Una overdose mediatica che rende ancora più assordante il silenzio totale sul caso di Tomaso Bruno ed Elisabetta Boncompagni, i due giovani italiani condannati all’ergastolo in India per la morte del loro amico Francesco Montis, trovato senza vira nella camera d’albergo che i tre condividevano a Varanasi. Certo nessun organo di stampa o emittente indiani ha interesse ad accendere i riflettori e piazzare teleobiettivi sul caso dei due turisti incarcerati, come è stato fatto in Italia con i due giovani incriminati e poi assolti per il delitto Meredith.
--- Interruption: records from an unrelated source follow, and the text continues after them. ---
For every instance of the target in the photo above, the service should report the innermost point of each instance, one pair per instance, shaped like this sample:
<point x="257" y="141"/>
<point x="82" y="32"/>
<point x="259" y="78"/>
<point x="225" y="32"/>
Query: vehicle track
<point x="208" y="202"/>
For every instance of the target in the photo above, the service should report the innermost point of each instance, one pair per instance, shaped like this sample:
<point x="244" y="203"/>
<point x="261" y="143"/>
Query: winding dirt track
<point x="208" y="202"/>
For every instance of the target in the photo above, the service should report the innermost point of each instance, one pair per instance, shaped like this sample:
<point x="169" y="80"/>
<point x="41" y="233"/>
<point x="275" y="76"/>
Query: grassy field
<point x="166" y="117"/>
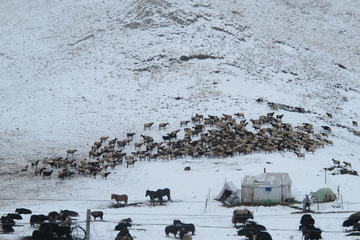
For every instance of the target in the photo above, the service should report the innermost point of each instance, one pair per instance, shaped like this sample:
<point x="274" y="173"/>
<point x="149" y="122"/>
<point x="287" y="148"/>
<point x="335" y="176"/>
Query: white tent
<point x="229" y="193"/>
<point x="267" y="187"/>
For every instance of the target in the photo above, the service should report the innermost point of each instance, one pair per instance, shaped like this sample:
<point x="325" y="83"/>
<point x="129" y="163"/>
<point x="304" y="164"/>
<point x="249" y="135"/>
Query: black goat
<point x="23" y="211"/>
<point x="37" y="219"/>
<point x="42" y="235"/>
<point x="188" y="227"/>
<point x="47" y="174"/>
<point x="122" y="225"/>
<point x="174" y="229"/>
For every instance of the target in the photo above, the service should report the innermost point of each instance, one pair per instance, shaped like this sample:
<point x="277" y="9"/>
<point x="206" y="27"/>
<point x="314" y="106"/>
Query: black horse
<point x="153" y="195"/>
<point x="165" y="192"/>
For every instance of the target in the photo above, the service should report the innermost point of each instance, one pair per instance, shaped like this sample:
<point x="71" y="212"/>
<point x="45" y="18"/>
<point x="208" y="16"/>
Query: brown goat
<point x="147" y="125"/>
<point x="71" y="152"/>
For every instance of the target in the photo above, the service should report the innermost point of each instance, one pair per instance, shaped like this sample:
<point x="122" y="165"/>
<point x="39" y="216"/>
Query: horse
<point x="119" y="198"/>
<point x="165" y="192"/>
<point x="153" y="195"/>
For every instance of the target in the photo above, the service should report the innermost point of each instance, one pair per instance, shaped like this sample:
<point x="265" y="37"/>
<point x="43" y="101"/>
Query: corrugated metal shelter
<point x="267" y="187"/>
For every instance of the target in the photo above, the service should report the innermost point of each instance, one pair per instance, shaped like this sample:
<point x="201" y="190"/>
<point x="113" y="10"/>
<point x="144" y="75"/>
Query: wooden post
<point x="205" y="204"/>
<point x="87" y="237"/>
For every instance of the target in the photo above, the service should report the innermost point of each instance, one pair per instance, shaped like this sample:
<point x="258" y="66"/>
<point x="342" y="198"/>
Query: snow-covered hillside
<point x="74" y="71"/>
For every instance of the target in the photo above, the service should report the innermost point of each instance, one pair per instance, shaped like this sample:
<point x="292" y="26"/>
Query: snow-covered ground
<point x="74" y="71"/>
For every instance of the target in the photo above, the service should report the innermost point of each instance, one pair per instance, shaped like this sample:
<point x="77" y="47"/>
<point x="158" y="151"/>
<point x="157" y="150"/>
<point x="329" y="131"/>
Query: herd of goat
<point x="58" y="225"/>
<point x="212" y="137"/>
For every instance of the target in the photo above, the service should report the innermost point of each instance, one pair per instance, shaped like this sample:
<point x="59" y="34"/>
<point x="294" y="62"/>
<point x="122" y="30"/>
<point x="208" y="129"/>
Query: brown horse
<point x="118" y="198"/>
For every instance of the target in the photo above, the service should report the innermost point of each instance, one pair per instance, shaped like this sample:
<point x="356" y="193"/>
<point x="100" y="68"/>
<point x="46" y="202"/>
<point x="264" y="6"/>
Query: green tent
<point x="323" y="195"/>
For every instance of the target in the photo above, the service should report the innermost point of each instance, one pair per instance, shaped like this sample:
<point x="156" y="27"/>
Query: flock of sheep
<point x="212" y="137"/>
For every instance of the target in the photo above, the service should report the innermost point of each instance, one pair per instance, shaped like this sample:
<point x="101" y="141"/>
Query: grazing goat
<point x="39" y="171"/>
<point x="104" y="174"/>
<point x="35" y="163"/>
<point x="138" y="145"/>
<point x="337" y="162"/>
<point x="184" y="123"/>
<point x="148" y="125"/>
<point x="174" y="229"/>
<point x="327" y="128"/>
<point x="239" y="115"/>
<point x="24" y="168"/>
<point x="184" y="235"/>
<point x="260" y="100"/>
<point x="187" y="227"/>
<point x="47" y="174"/>
<point x="71" y="152"/>
<point x="130" y="162"/>
<point x="103" y="139"/>
<point x="300" y="155"/>
<point x="163" y="125"/>
<point x="347" y="164"/>
<point x="23" y="211"/>
<point x="96" y="214"/>
<point x="165" y="158"/>
<point x="241" y="216"/>
<point x="130" y="135"/>
<point x="37" y="219"/>
<point x="112" y="142"/>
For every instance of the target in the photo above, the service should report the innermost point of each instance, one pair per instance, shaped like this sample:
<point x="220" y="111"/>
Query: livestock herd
<point x="56" y="225"/>
<point x="211" y="137"/>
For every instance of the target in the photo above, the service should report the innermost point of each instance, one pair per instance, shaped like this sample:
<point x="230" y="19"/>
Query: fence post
<point x="87" y="237"/>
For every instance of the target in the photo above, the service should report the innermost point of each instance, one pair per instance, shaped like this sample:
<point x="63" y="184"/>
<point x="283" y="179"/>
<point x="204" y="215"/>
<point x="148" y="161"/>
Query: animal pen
<point x="266" y="188"/>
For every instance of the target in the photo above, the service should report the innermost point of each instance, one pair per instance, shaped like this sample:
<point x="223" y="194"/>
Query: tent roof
<point x="266" y="180"/>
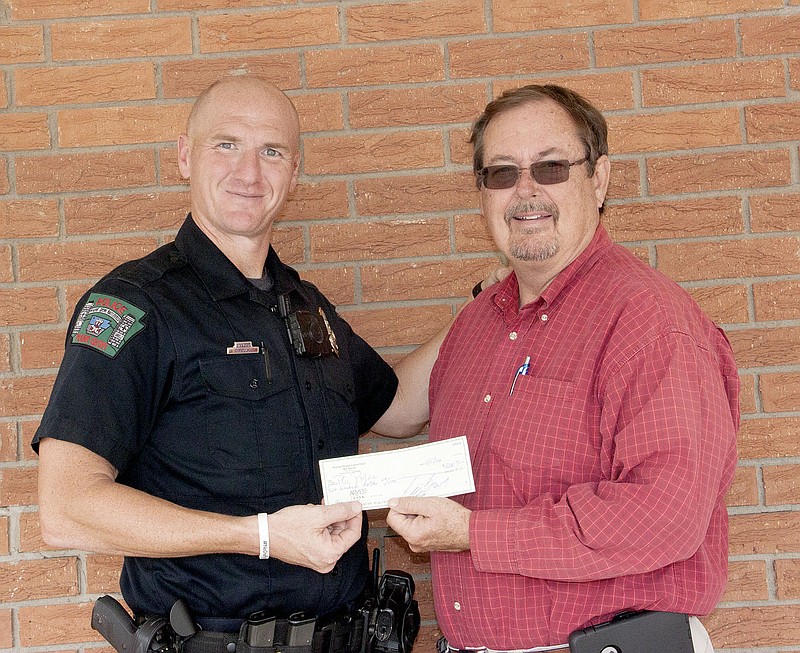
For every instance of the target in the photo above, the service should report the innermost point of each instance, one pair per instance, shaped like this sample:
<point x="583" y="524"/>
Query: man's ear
<point x="602" y="175"/>
<point x="184" y="164"/>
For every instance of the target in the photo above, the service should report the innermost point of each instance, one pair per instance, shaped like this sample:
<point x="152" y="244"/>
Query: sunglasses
<point x="544" y="172"/>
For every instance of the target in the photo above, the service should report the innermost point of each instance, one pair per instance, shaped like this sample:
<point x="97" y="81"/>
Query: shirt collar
<point x="220" y="276"/>
<point x="506" y="296"/>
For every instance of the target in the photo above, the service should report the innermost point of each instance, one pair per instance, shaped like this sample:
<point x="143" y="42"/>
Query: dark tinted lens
<point x="496" y="177"/>
<point x="550" y="172"/>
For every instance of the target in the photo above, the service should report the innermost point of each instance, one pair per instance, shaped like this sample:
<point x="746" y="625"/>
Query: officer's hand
<point x="314" y="536"/>
<point x="430" y="523"/>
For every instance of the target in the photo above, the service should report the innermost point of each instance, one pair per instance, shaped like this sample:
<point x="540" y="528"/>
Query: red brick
<point x="729" y="259"/>
<point x="659" y="10"/>
<point x="765" y="533"/>
<point x="674" y="219"/>
<point x="46" y="9"/>
<point x="781" y="484"/>
<point x="18" y="487"/>
<point x="290" y="244"/>
<point x="319" y="111"/>
<point x="399" y="556"/>
<point x="79" y="260"/>
<point x="397" y="327"/>
<point x="6" y="629"/>
<point x="723" y="304"/>
<point x="24" y="395"/>
<point x="519" y="15"/>
<point x="758" y="347"/>
<point x="125" y="38"/>
<point x="28" y="218"/>
<point x="41" y="349"/>
<point x="747" y="581"/>
<point x="754" y="627"/>
<point x="38" y="579"/>
<point x="778" y="300"/>
<point x="769" y="437"/>
<point x="185" y="79"/>
<point x="416" y="106"/>
<point x="774" y="212"/>
<point x="24" y="131"/>
<point x="34" y="305"/>
<point x="84" y="172"/>
<point x="722" y="171"/>
<point x="725" y="82"/>
<point x="770" y="35"/>
<point x="772" y="122"/>
<point x="379" y="152"/>
<point x="423" y="280"/>
<point x="472" y="234"/>
<point x="5" y="352"/>
<point x="21" y="44"/>
<point x="378" y="240"/>
<point x="413" y="194"/>
<point x="125" y="213"/>
<point x="8" y="442"/>
<point x="289" y="28"/>
<point x="649" y="44"/>
<point x="744" y="490"/>
<point x="55" y="625"/>
<point x="787" y="575"/>
<point x="605" y="90"/>
<point x="375" y="65"/>
<point x="84" y="84"/>
<point x="679" y="130"/>
<point x="747" y="394"/>
<point x="780" y="392"/>
<point x="518" y="56"/>
<point x="337" y="284"/>
<point x="102" y="573"/>
<point x="391" y="21"/>
<point x="317" y="201"/>
<point x="121" y="125"/>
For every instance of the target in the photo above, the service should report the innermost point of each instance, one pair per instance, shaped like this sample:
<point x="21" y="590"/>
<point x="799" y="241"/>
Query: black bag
<point x="636" y="632"/>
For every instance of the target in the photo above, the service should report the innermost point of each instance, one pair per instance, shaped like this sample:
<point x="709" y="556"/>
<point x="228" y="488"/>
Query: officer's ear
<point x="184" y="158"/>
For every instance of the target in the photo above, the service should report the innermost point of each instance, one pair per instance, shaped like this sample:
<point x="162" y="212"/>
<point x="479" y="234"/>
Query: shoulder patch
<point x="107" y="323"/>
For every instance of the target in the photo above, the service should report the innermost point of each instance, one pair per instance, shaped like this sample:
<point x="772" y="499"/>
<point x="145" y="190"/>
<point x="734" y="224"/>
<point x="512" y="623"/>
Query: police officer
<point x="185" y="427"/>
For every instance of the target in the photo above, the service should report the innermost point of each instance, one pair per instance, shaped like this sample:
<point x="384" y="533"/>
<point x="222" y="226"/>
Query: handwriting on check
<point x="434" y="469"/>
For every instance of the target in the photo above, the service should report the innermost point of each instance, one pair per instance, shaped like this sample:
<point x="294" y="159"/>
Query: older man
<point x="599" y="402"/>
Ma stupisce la scarsa considerazione dei media nazionali italiani sulla sorte di due connazionali (e delle loro famiglie) in terra straniera e in trepidazione per il processo d’appello.
Lo aveva sottolineato già ad inizio agosto la senatrice Roberta Pinotti: “Per vicende come il caso Meredith c’è stata un’esposizione mediatica incredibile. Dovremmo perciò alzare l’attenzione”. I genitori del giovane albenganese, Euro Bruno e Marina Maurizio, fanno ora un appello specifico: “L’Italia deve comportarsi con Tomaso ed Elisabetta come hanno fatto gli Stati Uniti con Amanda Knox nel processo per l’omicidio di Meredith Kercher”. Mentre i canali diplomatici sono da tempo attivati, però, l’attenzione dell’opinione pubblica non è sintonizzata né polarizzata dai media sulla delicata vicenda dei due detenuti italiani in India.